2.2 Generate RDB policy

Redis provides two modes for generating RDB files:

  • Save: Executed by the main thread, blocking synchronously, new operations can only be performed after the save is completed;
  • bgsave: After execution, it will return OK immediately. At the same time, the function fork of glibc is called to generate a sub-process for writing RDB files. The snapshot persistence is completely handled by the sub-process. The main process continues to perform its own work, non-blocking.

2.2.1.save mode

The save mode is executed by the main process. It is highly not recommended to use the main process execution method. In " redis01-The Essence of High-Performance Redis ",
we know that its main operations are completed on a single-threaded model.

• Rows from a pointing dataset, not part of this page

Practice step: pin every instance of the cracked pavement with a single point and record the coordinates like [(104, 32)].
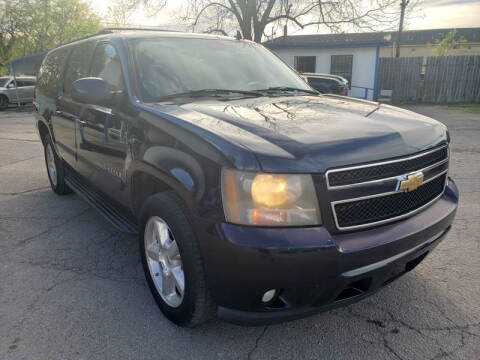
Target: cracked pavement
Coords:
[(72, 287)]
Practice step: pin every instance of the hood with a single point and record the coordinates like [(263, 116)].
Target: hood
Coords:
[(313, 133)]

Therefore, try to avoid RDB file generation that affects the main thread's network I/O and key-value pair reading and writing.

2.2.2.bgsave mode

Redis uses the operating system's multi-process copy-on-write technology COW (Copy On Write) to achieve snapshot persistence. This is very important. For details, you can read this article "Copy On Write Mechanism ".
Redis will call the glibc function fork to generate a child process during persistence. This child process will handle the snapshot persistence action. The child process can share all the memory data of the main process, so it reads the data of the main process and then writes into the RDB file. The parent process continues to process the client's write operations and is not affected.
When creating an RDB file, the program checks the keys in the database and only saves unexpired keys to the newly created RDB file.
When the main process executes the write command to modify the data, a copy of the data will be made. The bgsave sub-process reads the copy data and writes it to the RDB file, so the main process can directly modify the original data.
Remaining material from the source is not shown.